I now know how to help people with that change, that it’s a challenge along with the whole inspect & adapt loop that you have to facilitate and keep going, so there’s no way for me to be a bad Scrum Master. Right?


Well, yes…

But now you actually have to do all of it. On top of actually teaching people about Scrum, helping them implement the framework, helping them with changing responsibilities, leading, being cognizant of the stage of development they are in and a gazillion other things you also have to be a brilliant and impartial observer, coach and finally – a challenger.

So I know everything there is to know – sure I don’t but let’s pretend – but I’m now tasked with two minds in one skull problem. 

I’m now supposed to be impartial when I’m bloody not. I’m not kidding myself anymore, I know we’re all biased, and it’s hard to be unbiased even when you’re fully aware of your thoughts and you’re really trying. Let alone when you’re leading a team and struggling with JPA’s lazy load or React’s integration with D3! So scratch unbiased.

I’m supposed to coach my team which is okay, but who’s going to coach me? Coaching is not teaching and not mentoring, its vastly different. And successful people welcome coaching. If I don’t have a Scrum Master, I don’t have a coach. So scratch coaching as well.

Ok, I can be a bit biased and can live without a coach

But can I live without a challenger?

Let’s think this through. So Scrum Master is also a challenger. Pop the happy bubble and all. So he or she must challenge the team to start doing or improve a part of their way of work. When being a team lead and a Scrum Master I’m facing two problems here. 

If I see an ambitious goal and can’t see a path to reaching it, I’ll be quite reluctant to propose it. Why? Because leaders are people who see the furthest ahead, and if I don’t see a light at the end of a tunnel, or a possibility for it – then to hell with it. Which means the challenge will go unspoken, undiscussed and will die without being born.

And even if I decide to do it, it would feel like “Hey peeps, we should go do this hard thing. I don’t see how we could pull it off but you go ahead and figure it out”. This is me being a boss. You can massage the words and make it sound nicer but at the core it’s being a boss, not a leader. And I have a problem with that.
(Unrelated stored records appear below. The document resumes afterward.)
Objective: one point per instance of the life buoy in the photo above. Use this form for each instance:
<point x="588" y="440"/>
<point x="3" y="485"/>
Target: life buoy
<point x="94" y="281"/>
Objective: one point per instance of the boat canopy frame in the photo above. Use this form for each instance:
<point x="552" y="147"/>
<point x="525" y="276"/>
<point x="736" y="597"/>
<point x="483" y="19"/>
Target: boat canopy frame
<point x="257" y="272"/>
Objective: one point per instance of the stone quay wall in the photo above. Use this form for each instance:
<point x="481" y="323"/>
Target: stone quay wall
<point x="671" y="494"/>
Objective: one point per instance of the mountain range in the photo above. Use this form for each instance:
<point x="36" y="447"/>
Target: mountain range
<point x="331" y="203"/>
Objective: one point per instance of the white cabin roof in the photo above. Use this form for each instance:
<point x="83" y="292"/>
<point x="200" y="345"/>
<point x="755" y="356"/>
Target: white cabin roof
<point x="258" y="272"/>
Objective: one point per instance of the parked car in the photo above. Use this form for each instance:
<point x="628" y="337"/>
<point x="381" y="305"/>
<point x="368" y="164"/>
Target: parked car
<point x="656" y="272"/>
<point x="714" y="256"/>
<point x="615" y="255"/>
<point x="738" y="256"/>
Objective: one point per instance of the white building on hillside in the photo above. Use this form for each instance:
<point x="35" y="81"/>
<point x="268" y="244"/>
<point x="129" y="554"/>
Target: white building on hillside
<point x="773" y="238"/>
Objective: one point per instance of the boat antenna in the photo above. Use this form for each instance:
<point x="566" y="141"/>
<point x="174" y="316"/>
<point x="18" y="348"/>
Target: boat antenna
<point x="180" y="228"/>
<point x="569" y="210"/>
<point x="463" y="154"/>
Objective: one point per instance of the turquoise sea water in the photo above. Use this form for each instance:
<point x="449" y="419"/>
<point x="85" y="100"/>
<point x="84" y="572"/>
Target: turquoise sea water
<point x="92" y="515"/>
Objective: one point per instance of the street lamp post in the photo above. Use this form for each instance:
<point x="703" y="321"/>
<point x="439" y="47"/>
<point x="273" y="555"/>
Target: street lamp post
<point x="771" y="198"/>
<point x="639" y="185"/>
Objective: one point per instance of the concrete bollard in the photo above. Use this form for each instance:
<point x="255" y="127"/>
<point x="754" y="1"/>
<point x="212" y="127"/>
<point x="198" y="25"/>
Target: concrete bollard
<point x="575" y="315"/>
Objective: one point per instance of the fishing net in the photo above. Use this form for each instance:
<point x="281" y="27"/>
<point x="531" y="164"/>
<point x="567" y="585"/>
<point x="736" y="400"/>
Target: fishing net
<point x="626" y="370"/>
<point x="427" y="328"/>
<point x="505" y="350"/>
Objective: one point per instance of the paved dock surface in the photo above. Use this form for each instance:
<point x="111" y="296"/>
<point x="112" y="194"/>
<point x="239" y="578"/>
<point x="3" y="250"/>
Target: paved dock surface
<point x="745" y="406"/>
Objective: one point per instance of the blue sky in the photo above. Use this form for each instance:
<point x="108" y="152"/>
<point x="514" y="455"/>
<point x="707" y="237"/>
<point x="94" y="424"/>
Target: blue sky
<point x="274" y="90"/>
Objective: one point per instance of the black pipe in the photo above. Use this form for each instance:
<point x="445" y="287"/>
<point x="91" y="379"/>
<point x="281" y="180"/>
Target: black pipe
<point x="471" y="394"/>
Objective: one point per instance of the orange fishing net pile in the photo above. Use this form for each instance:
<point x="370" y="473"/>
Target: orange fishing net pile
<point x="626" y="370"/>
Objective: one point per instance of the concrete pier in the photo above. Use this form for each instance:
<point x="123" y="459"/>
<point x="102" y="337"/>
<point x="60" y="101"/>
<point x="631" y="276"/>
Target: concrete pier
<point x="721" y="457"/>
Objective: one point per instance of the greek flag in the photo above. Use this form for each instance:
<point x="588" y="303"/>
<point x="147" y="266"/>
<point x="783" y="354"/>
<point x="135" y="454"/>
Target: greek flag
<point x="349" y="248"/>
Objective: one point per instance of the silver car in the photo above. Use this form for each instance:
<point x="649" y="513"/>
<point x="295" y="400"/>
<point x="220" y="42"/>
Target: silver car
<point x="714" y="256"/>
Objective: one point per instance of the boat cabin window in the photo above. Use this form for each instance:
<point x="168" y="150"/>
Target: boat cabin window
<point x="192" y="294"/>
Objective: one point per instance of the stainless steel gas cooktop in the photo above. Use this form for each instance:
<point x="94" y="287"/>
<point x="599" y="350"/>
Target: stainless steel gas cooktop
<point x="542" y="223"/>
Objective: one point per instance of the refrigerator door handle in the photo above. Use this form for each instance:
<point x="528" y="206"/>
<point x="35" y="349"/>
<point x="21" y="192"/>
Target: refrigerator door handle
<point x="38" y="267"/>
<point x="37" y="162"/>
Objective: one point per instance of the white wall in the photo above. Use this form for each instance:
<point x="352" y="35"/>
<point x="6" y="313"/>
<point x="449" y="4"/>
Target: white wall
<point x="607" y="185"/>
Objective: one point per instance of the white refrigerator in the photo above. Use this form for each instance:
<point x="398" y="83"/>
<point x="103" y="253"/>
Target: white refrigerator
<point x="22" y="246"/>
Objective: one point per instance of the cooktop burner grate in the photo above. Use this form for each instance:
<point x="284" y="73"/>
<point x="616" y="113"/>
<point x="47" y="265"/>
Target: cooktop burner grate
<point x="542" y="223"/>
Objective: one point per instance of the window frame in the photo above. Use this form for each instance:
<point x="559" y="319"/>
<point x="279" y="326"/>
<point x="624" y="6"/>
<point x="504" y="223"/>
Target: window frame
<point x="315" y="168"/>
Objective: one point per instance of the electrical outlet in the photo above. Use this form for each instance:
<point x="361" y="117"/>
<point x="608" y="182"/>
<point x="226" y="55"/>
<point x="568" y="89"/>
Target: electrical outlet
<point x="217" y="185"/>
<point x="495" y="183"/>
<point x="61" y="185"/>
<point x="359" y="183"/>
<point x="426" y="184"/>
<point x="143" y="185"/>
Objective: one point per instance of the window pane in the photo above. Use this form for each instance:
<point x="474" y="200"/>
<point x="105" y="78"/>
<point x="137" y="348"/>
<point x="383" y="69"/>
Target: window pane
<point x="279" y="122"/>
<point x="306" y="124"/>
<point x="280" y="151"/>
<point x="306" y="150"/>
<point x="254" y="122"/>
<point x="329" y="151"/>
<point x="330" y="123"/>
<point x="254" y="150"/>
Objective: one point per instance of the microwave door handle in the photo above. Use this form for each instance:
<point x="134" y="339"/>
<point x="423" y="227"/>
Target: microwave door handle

Scrum Masters approach challenges as coaches. It’s their job to ask the most difficult questions and propose ambitious goals, and they don’t have to have the faintest clue on how to achieve them! Yes, you read that right, that’s what good coaches do. They will motivate the team to put their heads together and go from a collective “this is just impossible” to “we did it!”. In a multi sprint challenge it takes perseverance, motivation and keeping a close eye on teams heart rate. That’s the coach’s job. Also, have in mind that this is doomed to failure if the team doesn’t truly want a coach.

To sum it all up

There are some responsibilities that a developer or a team lead can take on from a Scrum Master. A team can, with practice and deliberation, facilitate itself, can measure its own health, can resolve its conflicts and can build itself to some degree I guess. But it’s next to impossible for it to view itself objectively, nor can it challenge itself as good as an external observer and a challenger would.

Those are the responsibilities of a Scrum Master that bring the biggest change and the most value. And remember, Scrum is not about rising to a mediocre way of work and a mediocre product. It’s about rising way above it.